After acquiring knowledge from the health workers, Abau has since planted cassava, sweet potatoes, pumpkins, variety of vegetables, sorghum and maize. For every meal served, she provides vegetables to all the children. “I have acquired a lot of land to plant crops and vegetables. I can now provide vegetables regularly. My only worry is that Ruta keeps asking for meat, which I am not able to provide at the moment,” Abau says.

When a team from UNICEF and CUAMM visited her home, Abau was drying leaves of onions in her compound as a saucepan of beans mixed with greens was on fire boiling. Another saucepan contained cooked sorghum. She reveals that leaves of onions make a nutritious sauce.

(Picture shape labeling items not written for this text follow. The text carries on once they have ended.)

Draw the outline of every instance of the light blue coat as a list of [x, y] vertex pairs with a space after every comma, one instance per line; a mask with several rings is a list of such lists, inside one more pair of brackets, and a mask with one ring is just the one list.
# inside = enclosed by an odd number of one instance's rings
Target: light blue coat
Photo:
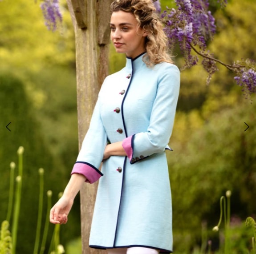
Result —
[[[99, 249], [145, 246], [172, 250], [171, 197], [165, 150], [180, 83], [175, 65], [148, 68], [143, 54], [108, 76], [72, 173], [99, 179], [89, 240]], [[107, 142], [122, 141], [127, 156], [98, 170]]]

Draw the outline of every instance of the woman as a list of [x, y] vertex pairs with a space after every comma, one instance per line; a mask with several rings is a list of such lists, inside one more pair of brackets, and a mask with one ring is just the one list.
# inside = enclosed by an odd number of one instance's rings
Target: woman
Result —
[[152, 0], [115, 0], [111, 9], [111, 39], [126, 54], [126, 65], [102, 84], [50, 221], [66, 223], [83, 183], [100, 177], [89, 246], [108, 254], [169, 253], [172, 210], [165, 150], [171, 150], [179, 72], [167, 53]]

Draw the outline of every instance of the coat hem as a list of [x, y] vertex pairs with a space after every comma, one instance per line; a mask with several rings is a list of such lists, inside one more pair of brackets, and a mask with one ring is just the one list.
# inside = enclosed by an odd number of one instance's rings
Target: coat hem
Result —
[[169, 250], [164, 249], [161, 249], [158, 247], [154, 247], [153, 246], [148, 246], [146, 245], [139, 245], [138, 244], [134, 244], [131, 245], [125, 245], [123, 246], [115, 246], [108, 247], [106, 246], [100, 246], [98, 245], [89, 245], [90, 248], [93, 249], [98, 249], [99, 250], [106, 250], [107, 249], [118, 249], [119, 248], [131, 248], [131, 247], [144, 247], [145, 248], [150, 248], [150, 249], [155, 249], [155, 250], [159, 250], [159, 254], [170, 254], [170, 253], [173, 253], [172, 250]]

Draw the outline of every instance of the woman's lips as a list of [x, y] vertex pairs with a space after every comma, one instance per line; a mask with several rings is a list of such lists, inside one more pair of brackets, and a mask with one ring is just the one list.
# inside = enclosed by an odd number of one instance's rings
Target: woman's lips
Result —
[[120, 48], [123, 44], [123, 43], [121, 43], [120, 42], [114, 42], [114, 45], [116, 48]]

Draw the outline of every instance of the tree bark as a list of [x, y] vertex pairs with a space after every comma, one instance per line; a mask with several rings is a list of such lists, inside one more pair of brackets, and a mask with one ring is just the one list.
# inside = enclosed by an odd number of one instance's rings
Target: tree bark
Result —
[[[108, 71], [111, 0], [67, 0], [76, 42], [79, 149], [88, 129], [98, 94]], [[80, 191], [82, 254], [102, 251], [89, 248], [89, 239], [98, 183]]]

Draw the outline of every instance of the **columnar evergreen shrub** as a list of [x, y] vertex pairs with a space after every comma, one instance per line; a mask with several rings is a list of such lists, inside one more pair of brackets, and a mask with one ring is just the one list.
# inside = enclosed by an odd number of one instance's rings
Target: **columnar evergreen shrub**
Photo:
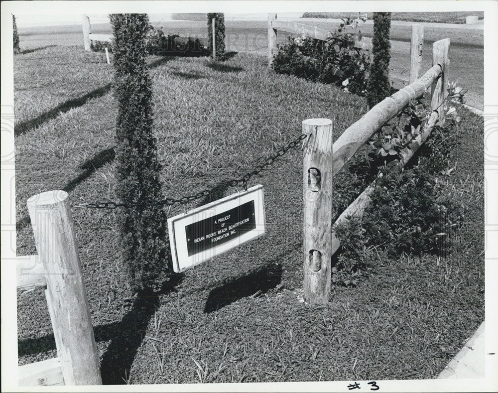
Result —
[[367, 89], [367, 99], [370, 108], [388, 97], [391, 90], [389, 83], [389, 61], [391, 59], [389, 32], [391, 28], [391, 13], [374, 12], [373, 19], [372, 52], [374, 59], [370, 66], [370, 76]]
[[[162, 199], [160, 165], [152, 132], [152, 88], [145, 63], [145, 14], [110, 15], [114, 29], [117, 215], [126, 272], [134, 290], [157, 289], [166, 267], [165, 214], [148, 201]], [[138, 204], [136, 205], [135, 204]]]
[[17, 25], [15, 23], [15, 16], [12, 15], [12, 35], [14, 39], [14, 53], [19, 53], [21, 51], [19, 47], [19, 34], [17, 33]]
[[223, 58], [225, 53], [225, 14], [208, 14], [208, 37], [209, 49], [213, 51], [213, 18], [215, 18], [215, 37], [216, 43], [216, 58]]

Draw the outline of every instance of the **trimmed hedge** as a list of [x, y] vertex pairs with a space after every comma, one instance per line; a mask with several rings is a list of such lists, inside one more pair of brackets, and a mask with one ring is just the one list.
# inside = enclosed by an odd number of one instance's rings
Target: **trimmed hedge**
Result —
[[374, 38], [372, 39], [374, 59], [370, 66], [367, 89], [367, 99], [370, 108], [390, 94], [391, 86], [389, 82], [389, 62], [391, 59], [389, 33], [390, 28], [390, 12], [374, 13]]
[[13, 37], [14, 53], [19, 53], [21, 49], [19, 47], [19, 33], [17, 33], [17, 25], [15, 23], [15, 16], [12, 15], [12, 35]]
[[223, 58], [225, 54], [225, 14], [208, 14], [208, 39], [209, 50], [213, 52], [213, 18], [215, 19], [215, 36], [216, 41], [216, 58]]
[[145, 63], [148, 17], [146, 14], [110, 16], [118, 101], [116, 193], [123, 203], [131, 205], [117, 215], [123, 260], [133, 290], [156, 290], [166, 278], [167, 244], [162, 207], [145, 205], [162, 199], [152, 132], [152, 87]]

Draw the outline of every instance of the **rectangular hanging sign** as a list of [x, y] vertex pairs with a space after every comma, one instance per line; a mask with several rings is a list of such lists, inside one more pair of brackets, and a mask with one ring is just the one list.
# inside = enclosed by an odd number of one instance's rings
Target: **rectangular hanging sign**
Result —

Yumbe district Assistant District Health Officer in-charge of Maternal Health and focal point for Nutrition, Daisy Orodiyo, is grateful to UNICEF for the support in areas of finances, technical, supplies, trainings, mentorship and support supervision.

“All the government health centres in the settlements and host communities have equipment to support nutrition services for refugees and host communities. Although not enough, the available equipment has improved our work,” Orodiyo says.

She adds that nutrition services have been extended nearer to the beneficiaries and the communities are very appreciative of the service. “Initially we had few sites, but now each settlement has at least one treatment site for severely malnourished children. We also provide screening services at all entry points,” Orodiyo explains.